25.00 mL of an acetic acid solution requires 23.86mL of a 0.1550M potassium hydroxide solution to reach the end point. What is the molarity of the acetic acid solution? (Hint: write the chemical reaction, and remember stoichiometry)
Write and balance the equation.
moles KOH = M x L
Use the equation to convert moles KOH to moles acetic acid.
Macetic acid = moles/L
C2H4O2 + KOH-->
I'm not quite sure how you balance the equation?
The empirical formula you have written tells you nothing about the molecule (at least not much except for the molar mass). If you write it as CH3COOH OR as HC2H3O2, it is easier to see that the H on the right most end of the CH3COOH is the H that ionizes or it's the left most H on HC2H3O2 so the ionization is
CH3COOH ==> H^+ + CH3COO^- or
HC2H3O2 ==> H^+ + C2H3O2^-
the C2H3O2 is the acetate ion (CH3COO^-). Frankly, I reduce it even further because I get tired of typing all that "other" stuff. I just call it HAc where the H^+ stands for hydrogen and the Ac^- stands for the acetate ion.
The neutralization reaction is
HAc + KOH ==> KAc + H2O.
To find the molarity of the acetic acid solution, we need to use the stoichiometry of the chemical reaction between acetic acid and potassium hydroxide. The balanced chemical equation for this reaction is:
CH3COOH + KOH => CH3COOK + H2O
From the balanced equation, we can see that the moles of acetic acid (CH3COOH) are equal to the moles of potassium hydroxide (KOH) required to react:
1 mol CH3COOH = 1 mol KOH
Given that 23.86 mL of a 0.1550 M KOH solution is required to reach the endpoint, we can calculate the moles of KOH used:
moles of KOH = volume (L) x concentration (mol/L)
= 0.02386 L x 0.1550 mol/L
= 0.00369 mol KOH
Since the moles of acetic acid and KOH are equal, we now know the moles of acetic acid used in the reaction:
moles of CH3COOH = 0.00369 mol
Now, we need to calculate the volume of the acetic acid solution used.

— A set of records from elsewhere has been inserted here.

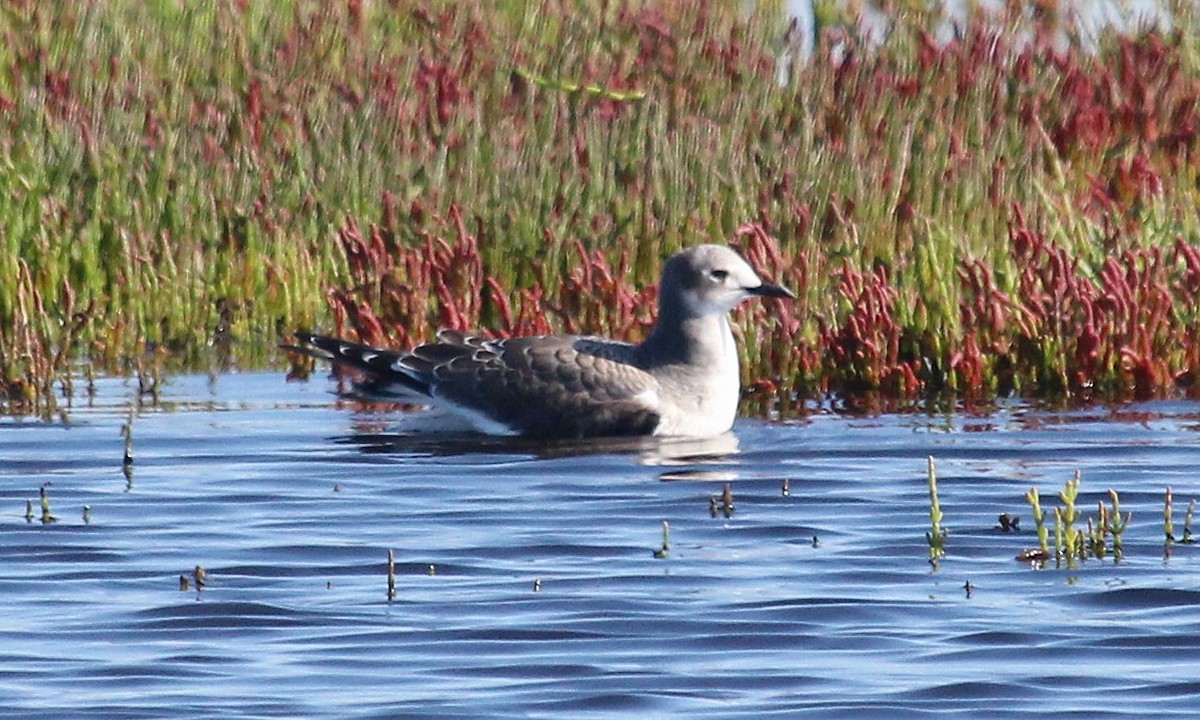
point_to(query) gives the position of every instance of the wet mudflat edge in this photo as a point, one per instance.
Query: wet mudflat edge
(527, 583)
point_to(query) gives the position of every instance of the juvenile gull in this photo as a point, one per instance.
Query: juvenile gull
(683, 379)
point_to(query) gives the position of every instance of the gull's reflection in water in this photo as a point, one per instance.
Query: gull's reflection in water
(681, 459)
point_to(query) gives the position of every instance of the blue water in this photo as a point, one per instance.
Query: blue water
(291, 499)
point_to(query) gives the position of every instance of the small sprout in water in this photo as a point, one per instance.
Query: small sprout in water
(1187, 523)
(1168, 521)
(1009, 523)
(1039, 520)
(46, 507)
(1033, 555)
(666, 541)
(127, 433)
(936, 534)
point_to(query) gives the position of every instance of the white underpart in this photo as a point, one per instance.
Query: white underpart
(473, 418)
(709, 411)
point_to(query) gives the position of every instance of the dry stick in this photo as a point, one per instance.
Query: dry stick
(391, 575)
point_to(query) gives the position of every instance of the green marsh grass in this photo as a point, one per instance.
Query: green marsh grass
(1012, 210)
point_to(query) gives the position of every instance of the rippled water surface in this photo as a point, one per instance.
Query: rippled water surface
(526, 579)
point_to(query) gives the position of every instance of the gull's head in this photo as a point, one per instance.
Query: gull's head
(708, 280)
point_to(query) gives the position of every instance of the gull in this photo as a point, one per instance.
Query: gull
(682, 381)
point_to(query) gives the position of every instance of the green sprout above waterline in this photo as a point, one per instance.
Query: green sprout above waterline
(666, 541)
(936, 534)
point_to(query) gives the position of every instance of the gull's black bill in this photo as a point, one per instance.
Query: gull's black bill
(772, 291)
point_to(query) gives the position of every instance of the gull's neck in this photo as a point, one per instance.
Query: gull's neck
(694, 341)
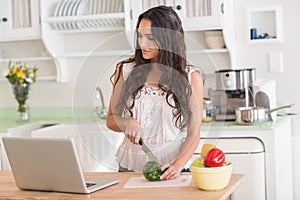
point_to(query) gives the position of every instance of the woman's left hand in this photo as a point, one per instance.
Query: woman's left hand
(170, 172)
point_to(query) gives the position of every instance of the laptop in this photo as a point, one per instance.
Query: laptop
(49, 164)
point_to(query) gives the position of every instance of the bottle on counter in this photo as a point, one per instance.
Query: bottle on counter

Given that the volume is 25.00 mL, we convert it to liters:
volume of CH3COOH = 25.00 mL x (1 L /1000 mL)
= 0.02500 L
The molarity of the acetic acid solution is then:
molarity of CH3COOH = moles of CH3COOH / volume of CH3COOH
= 0.00369 mol / 0.02500 L
= 0.1476 M
Therefore, the molarity of the acetic acid solution is 0.1476 M.